Nu, I was having a talk on the way home with The Spectacular Sissy about comic books sales figures. Sissy is not a comic book fan but like all liberally educated folks, she can be interested in anything, and she seemed interested in my description of the shrinking market for traditional comics. So after our carpool ride, I did some quick internet research and came up with the following spreadsheet:
The top selling two comics in 1969 averaged over a half-million copies each month; in February 2013, the top-selling comic moved just over 300,000 copies - and this is a bit of an outlier: I believe it was the JLA flag-for-every-state issue. Even so, the number one comic of February would have come in at number 14 on the 1969 list.
The curve drops even more precipitously after that. February's number two, The Uncanny X-Men at 177K, would have come in at 40, and number three, Batman at 150K would have hit 48.
None of the other top-fifty sellers of February 2013 would have placed on the 1969 list.
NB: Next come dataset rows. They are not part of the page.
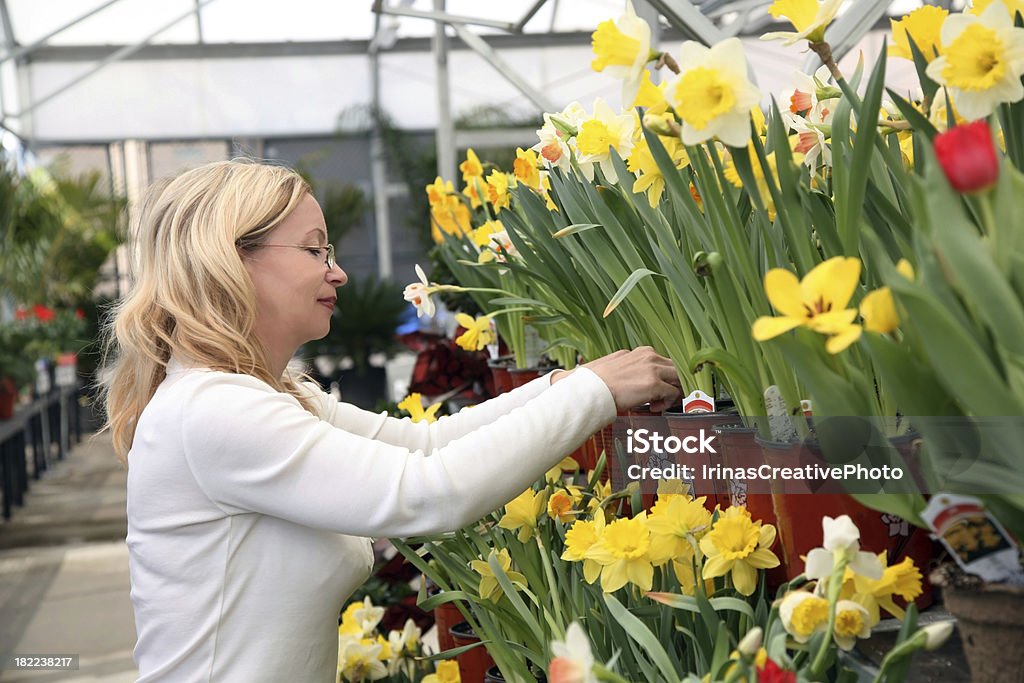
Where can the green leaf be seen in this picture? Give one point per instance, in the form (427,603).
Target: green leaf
(627,287)
(639,632)
(573,228)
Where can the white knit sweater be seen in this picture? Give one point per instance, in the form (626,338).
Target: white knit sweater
(248,517)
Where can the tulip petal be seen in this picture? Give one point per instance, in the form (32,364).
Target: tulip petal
(783,292)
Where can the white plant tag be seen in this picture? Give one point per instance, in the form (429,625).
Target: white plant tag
(974,538)
(778,417)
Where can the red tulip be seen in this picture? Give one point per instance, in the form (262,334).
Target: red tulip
(43,314)
(968,157)
(772,673)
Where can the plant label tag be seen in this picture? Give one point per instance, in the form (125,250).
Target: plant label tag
(698,401)
(974,538)
(494,347)
(778,417)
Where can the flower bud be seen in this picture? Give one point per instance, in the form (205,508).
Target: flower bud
(967,156)
(751,642)
(937,634)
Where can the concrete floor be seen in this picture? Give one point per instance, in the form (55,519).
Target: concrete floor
(64,570)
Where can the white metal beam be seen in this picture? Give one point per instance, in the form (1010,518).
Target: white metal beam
(508,73)
(102,63)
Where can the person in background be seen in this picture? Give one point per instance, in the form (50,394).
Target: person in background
(253,496)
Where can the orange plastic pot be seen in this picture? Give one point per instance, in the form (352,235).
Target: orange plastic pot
(473,665)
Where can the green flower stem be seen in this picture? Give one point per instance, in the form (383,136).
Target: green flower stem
(552,585)
(604,674)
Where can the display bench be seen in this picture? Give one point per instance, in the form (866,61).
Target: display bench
(38,432)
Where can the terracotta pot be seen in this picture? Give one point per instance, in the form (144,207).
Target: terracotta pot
(500,373)
(799,516)
(683,426)
(738,449)
(473,665)
(990,619)
(8,395)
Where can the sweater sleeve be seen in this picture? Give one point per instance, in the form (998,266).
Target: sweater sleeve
(421,435)
(255,450)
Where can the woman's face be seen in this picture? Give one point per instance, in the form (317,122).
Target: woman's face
(295,290)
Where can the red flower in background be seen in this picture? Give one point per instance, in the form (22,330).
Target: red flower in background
(772,673)
(42,313)
(968,157)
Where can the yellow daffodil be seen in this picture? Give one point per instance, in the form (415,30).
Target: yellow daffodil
(489,589)
(982,60)
(450,217)
(471,168)
(413,403)
(803,614)
(818,302)
(673,522)
(498,189)
(358,659)
(809,17)
(481,236)
(478,332)
(901,580)
(600,133)
(526,167)
(649,177)
(923,25)
(446,672)
(438,191)
(979,6)
(580,538)
(851,623)
(738,546)
(561,504)
(713,95)
(650,96)
(623,554)
(622,47)
(878,307)
(522,512)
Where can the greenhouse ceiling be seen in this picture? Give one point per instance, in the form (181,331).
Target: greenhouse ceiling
(79,71)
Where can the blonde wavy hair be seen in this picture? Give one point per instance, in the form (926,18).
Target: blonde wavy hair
(190,293)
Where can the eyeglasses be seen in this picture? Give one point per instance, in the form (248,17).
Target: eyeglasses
(312,249)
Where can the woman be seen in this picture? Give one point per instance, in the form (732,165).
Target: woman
(251,496)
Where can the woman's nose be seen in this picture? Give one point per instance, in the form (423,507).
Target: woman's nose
(336,276)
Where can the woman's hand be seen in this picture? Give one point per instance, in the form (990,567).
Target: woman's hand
(636,378)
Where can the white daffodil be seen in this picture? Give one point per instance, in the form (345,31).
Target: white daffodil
(811,140)
(713,95)
(622,48)
(842,543)
(573,662)
(419,293)
(851,623)
(982,60)
(557,135)
(809,17)
(600,133)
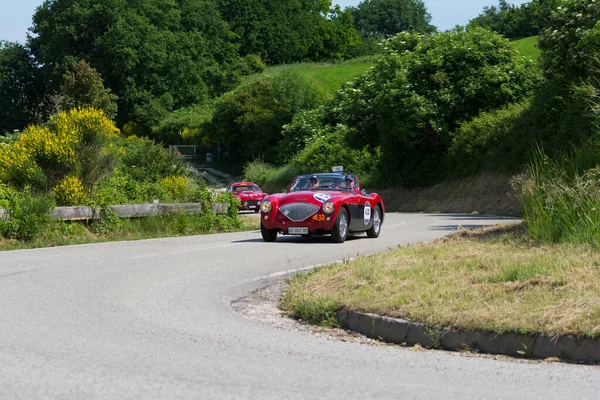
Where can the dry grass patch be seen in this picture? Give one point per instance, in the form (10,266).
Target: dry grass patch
(486,193)
(492,279)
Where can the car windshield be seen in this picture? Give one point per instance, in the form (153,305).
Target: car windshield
(246,188)
(323,182)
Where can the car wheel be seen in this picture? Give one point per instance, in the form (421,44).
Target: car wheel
(269,235)
(339,232)
(374,230)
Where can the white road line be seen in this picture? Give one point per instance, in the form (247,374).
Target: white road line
(186,251)
(291,271)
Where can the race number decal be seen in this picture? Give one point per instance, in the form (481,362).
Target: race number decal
(322,197)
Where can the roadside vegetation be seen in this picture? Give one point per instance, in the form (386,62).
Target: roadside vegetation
(495,279)
(498,116)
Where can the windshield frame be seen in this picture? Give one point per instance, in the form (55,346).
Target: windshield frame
(327,182)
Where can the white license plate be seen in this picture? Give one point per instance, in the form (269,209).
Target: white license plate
(298,231)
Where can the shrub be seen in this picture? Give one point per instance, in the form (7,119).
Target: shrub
(422,89)
(27,216)
(69,192)
(72,143)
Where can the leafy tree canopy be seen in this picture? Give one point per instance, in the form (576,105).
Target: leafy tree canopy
(423,88)
(571,42)
(83,87)
(155,55)
(20,87)
(285,31)
(249,121)
(513,22)
(385,18)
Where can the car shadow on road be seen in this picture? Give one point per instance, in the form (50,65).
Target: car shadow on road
(295,239)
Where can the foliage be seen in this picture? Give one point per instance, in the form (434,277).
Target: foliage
(21,88)
(327,78)
(560,199)
(422,89)
(490,142)
(305,127)
(28,215)
(186,125)
(571,41)
(69,191)
(83,87)
(386,18)
(155,55)
(529,19)
(528,47)
(286,31)
(329,148)
(74,143)
(253,64)
(249,121)
(142,160)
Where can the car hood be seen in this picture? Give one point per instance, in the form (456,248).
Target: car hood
(310,196)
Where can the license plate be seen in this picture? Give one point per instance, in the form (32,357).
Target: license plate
(298,231)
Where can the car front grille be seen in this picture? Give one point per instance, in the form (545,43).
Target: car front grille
(298,211)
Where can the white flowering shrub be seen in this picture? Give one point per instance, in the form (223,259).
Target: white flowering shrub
(572,42)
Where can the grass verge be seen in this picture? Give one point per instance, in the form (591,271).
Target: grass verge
(493,279)
(60,233)
(486,193)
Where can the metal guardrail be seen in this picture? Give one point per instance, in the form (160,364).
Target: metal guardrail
(80,213)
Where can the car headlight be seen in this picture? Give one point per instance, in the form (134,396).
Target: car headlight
(328,207)
(265,206)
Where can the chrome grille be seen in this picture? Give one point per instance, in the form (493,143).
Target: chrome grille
(298,211)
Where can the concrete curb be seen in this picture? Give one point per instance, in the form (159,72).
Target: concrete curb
(399,331)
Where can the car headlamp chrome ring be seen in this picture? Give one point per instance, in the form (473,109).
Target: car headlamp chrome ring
(265,206)
(328,207)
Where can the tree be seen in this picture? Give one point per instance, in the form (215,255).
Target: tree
(517,22)
(145,50)
(422,89)
(249,121)
(20,87)
(83,87)
(385,18)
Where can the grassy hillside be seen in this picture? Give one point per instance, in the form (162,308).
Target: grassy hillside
(528,47)
(327,78)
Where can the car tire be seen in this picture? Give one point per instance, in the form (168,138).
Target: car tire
(269,235)
(375,228)
(339,232)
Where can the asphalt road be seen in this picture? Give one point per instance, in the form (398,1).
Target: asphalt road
(153,319)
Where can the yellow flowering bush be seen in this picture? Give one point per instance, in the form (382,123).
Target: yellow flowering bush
(71,143)
(175,186)
(69,192)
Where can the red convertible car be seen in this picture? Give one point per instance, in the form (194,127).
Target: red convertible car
(330,203)
(249,193)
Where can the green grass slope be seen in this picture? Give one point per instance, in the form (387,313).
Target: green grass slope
(528,47)
(327,78)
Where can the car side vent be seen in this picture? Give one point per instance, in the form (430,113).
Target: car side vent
(298,211)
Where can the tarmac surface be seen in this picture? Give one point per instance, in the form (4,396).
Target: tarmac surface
(167,318)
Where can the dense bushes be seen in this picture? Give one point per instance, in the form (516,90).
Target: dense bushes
(248,121)
(422,89)
(74,143)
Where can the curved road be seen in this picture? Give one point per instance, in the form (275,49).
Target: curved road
(153,319)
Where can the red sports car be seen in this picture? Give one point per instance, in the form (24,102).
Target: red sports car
(249,193)
(330,203)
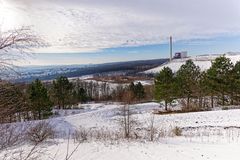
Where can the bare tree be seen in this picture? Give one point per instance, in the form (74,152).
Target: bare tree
(14,44)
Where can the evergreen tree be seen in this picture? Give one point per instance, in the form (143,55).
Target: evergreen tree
(188,81)
(220,75)
(164,86)
(235,82)
(40,101)
(62,89)
(137,90)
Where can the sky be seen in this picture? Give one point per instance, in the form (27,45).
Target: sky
(99,31)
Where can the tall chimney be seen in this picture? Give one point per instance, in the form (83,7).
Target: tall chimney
(170,48)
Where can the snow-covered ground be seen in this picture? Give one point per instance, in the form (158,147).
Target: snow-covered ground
(213,135)
(203,61)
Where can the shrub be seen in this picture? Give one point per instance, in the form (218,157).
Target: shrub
(177,131)
(40,132)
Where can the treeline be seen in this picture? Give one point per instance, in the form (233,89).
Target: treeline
(219,85)
(23,102)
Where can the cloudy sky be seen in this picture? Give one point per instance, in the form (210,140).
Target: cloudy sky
(97,31)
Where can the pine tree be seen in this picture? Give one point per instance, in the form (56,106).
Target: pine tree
(40,101)
(164,86)
(235,82)
(188,81)
(62,89)
(137,90)
(220,75)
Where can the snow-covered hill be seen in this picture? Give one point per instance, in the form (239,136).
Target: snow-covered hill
(212,135)
(203,61)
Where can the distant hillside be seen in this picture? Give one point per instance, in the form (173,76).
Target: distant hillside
(29,74)
(203,61)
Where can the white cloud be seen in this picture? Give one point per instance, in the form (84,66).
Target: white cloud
(89,25)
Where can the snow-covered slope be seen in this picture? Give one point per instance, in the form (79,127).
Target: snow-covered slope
(203,61)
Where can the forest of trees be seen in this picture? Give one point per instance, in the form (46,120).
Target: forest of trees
(22,102)
(219,85)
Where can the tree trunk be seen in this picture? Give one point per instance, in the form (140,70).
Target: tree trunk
(166,105)
(188,102)
(223,103)
(212,101)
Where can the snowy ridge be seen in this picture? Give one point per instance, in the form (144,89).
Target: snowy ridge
(203,61)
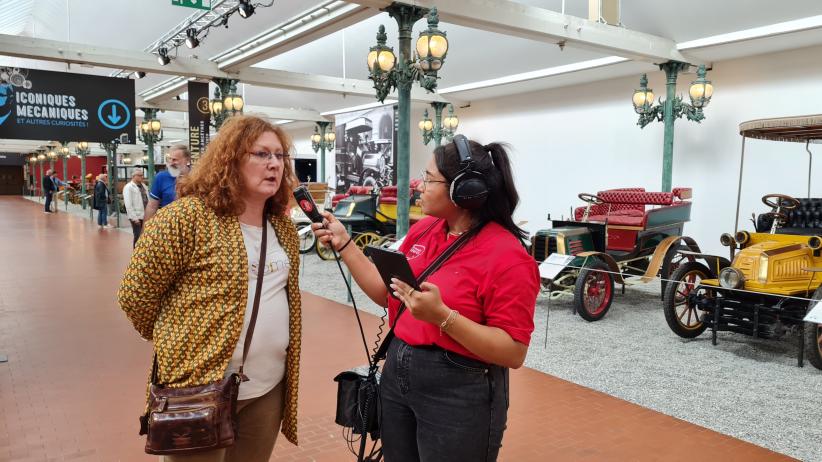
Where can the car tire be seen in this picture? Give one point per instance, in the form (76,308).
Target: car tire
(594,290)
(672,260)
(684,280)
(813,335)
(307,240)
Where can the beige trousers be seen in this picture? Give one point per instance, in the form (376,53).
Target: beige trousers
(258,423)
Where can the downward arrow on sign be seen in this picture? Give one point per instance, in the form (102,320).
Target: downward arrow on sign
(113,117)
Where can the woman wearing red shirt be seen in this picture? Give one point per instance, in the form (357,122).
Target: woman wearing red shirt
(444,386)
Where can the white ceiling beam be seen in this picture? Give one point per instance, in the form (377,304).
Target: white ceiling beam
(51,50)
(274,113)
(515,19)
(304,28)
(166,90)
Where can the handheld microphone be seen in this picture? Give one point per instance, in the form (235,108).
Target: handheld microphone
(307,205)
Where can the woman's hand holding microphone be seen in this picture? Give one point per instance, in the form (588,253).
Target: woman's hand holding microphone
(331,232)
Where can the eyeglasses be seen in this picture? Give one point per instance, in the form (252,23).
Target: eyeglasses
(425,180)
(265,156)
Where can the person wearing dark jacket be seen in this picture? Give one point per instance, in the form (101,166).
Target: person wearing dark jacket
(48,189)
(101,197)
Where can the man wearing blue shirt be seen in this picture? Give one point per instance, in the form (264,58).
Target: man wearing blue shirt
(163,188)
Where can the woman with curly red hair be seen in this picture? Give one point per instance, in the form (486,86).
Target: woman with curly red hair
(191,283)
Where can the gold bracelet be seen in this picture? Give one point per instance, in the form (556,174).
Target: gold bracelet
(445,325)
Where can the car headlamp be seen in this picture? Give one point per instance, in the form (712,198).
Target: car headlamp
(762,274)
(731,278)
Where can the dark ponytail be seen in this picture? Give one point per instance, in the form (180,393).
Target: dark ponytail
(493,162)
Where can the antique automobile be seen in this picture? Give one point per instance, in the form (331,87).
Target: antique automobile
(774,275)
(370,215)
(625,236)
(349,159)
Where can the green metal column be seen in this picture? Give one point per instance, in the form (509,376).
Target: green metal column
(65,174)
(150,160)
(406,16)
(671,69)
(111,160)
(438,107)
(149,139)
(83,176)
(324,127)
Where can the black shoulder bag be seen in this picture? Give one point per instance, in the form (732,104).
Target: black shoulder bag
(358,389)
I know there are a lot of details to parse in understanding these numbers, with the switch to a direct market, changed distribution channels, and so on, but it is hard to look at the scope and scale of change and not think that regular monthly comics have become close to irrelevant.
I'd love to hear from someone with a bit more insight on the sales end of things.
I've thought comics were about to die for decades. Instead, they shrink their audience and raise their price, playing to an ever-smaller and richer audience. I'm always amused by writers who still think comics mean something to the general public.
ReplyDeleteI often use comics as material in my composition classes, and I am lucky if more than one student out of twenty-four has even read a comic.